Admin

Admin is a local web panel for inspecting and operating a running heypi app. It shows chats, thread timelines, approvals, scheduled jobs, eval definitions, memory files, configuration, approval policy, active approval bypasses, calls, runs, adapters, and activity.

In dev workflows, the Chats view can send local test messages through the same handler path used by adapters. Thread pages show summarized conversation by default, can expand to full trace logs, and expose cancel/status thread actions when a turn is active. The Chats sidebar groups conversations by adapter, supports filtering, and shows a live pulse for pending approvals, running runs, jobs, and refresh time.

Admin is disabled by default and is served under /admin/* when enabled.

Config

Enable admin:

createHeypi({
  state: { root: "./state" },
  admin: true,
  // ...adapters, agent, runtime
});

By default, admin binds to its own loopback listener at 127.0.0.1:4321. On startup, heypi logs a one-time login URL that expires after 5 minutes.
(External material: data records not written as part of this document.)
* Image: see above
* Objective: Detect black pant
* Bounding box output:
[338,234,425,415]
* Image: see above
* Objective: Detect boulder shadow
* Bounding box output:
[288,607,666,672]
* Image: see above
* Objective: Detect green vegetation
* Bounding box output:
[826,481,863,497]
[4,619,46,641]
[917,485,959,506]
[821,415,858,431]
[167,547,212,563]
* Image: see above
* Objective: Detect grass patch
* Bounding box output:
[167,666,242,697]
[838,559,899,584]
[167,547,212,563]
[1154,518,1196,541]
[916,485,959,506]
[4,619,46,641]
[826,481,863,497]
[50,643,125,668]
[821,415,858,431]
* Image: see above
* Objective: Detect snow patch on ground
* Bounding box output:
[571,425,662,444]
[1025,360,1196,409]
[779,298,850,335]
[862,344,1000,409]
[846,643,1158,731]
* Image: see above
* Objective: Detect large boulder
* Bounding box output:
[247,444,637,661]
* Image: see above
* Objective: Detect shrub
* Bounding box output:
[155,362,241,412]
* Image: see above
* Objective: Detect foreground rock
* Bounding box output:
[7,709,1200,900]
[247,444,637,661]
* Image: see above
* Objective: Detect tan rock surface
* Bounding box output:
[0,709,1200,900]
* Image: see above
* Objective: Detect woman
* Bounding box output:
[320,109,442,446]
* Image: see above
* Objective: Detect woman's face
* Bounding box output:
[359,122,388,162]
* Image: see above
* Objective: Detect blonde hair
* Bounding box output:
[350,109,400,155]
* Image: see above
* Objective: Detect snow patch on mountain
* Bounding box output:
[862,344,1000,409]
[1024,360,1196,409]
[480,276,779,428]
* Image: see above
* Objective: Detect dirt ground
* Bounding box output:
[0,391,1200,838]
Use admin.http when you need a specific admin host or port. Use port: 0 for local development when you want the OS to pick a free port:

createHeypi({
  state: { root: "./state" },
  admin: {
    http: { host: "127.0.0.1", port: 0 },
  },
  // ...adapters, agent, runtime
});

heypi logs the actual bound port and one-time admin login link at startup. Use a fixed port when a reverse proxy, tunnel, or external provider needs a stable URL.

For local development only, auth can be disabled:

createHeypi({
  state: { root: "./state" },
  admin: { auth: false },
  // ...adapters, agent, runtime
});

auth: false is only valid on loopback. Never set it on a public host.
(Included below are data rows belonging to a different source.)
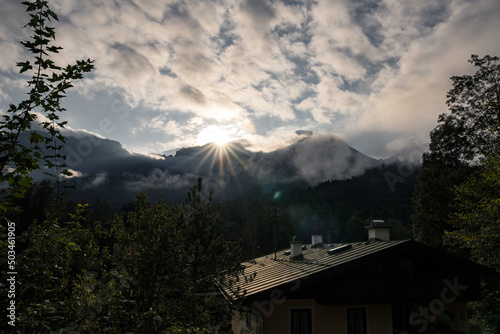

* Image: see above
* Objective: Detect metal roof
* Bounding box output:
[223,240,411,297]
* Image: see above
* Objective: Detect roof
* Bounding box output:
[222,240,498,298]
[224,240,410,297]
For non-loopback access, put admin behind HTTPS and an access-controlled proxy:

createHeypi({
  state: { root: "./state" },
  http: { host: "0.0.0.0", port: 3000 },
  admin: {
    http: { host: "127.0.0.1", port: 4321 },
    secret: process.env.HEYPI_ADMIN_SECRET!,
  },
  // ...adapters, agent, runtime
});

With this shape, public webhooks bind on 0.0.0.0:3000, while admin stays reachable only from the server itself. Access it through SSH port forwarding, VPN, or a reverse proxy with its own authentication.
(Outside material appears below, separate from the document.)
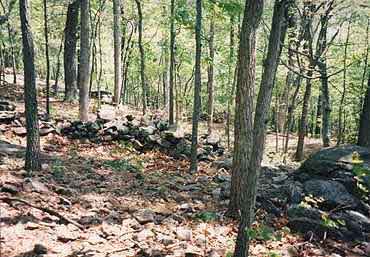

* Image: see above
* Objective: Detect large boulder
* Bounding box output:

If you intentionally bind admin to a non-loopback host, keep auth enabled, set a strong secret, put it behind HTTPS, and set secureCookies: true. Do not expose admin over plain HTTP.

Notes:

• state.root is the admin auth boundary. Use a separate state root when admin access should be separated.
• Admin state is stored under <state.root>/admin/.
• /admin is a reserved route prefix. User adapters cannot register routes under it.
• Local dev test threads are hidden from admin thread lists by default. Set admin: { localThreads: true } when you want those loopback test conversations visible beside real adapter conversations.
• Admin does not edit config, edit secrets, or provide shell access. Its write surface is limited to local chat messages for dev testing, approval approve/deny actions, and thread cancel/status controls.

Views

CLI

Mint a fresh one-time admin login link:

heypi admin link

When @hunvreus/heypi is installed locally in the app, you can also use:

pnpm exec heypi admin link
npm exec heypi -- admin link

Useful flags:

admin link reads local admin state, verifies the discovered server descriptor, signs a short-lived URL, and prints it. It does not ask the running server to mint tokens.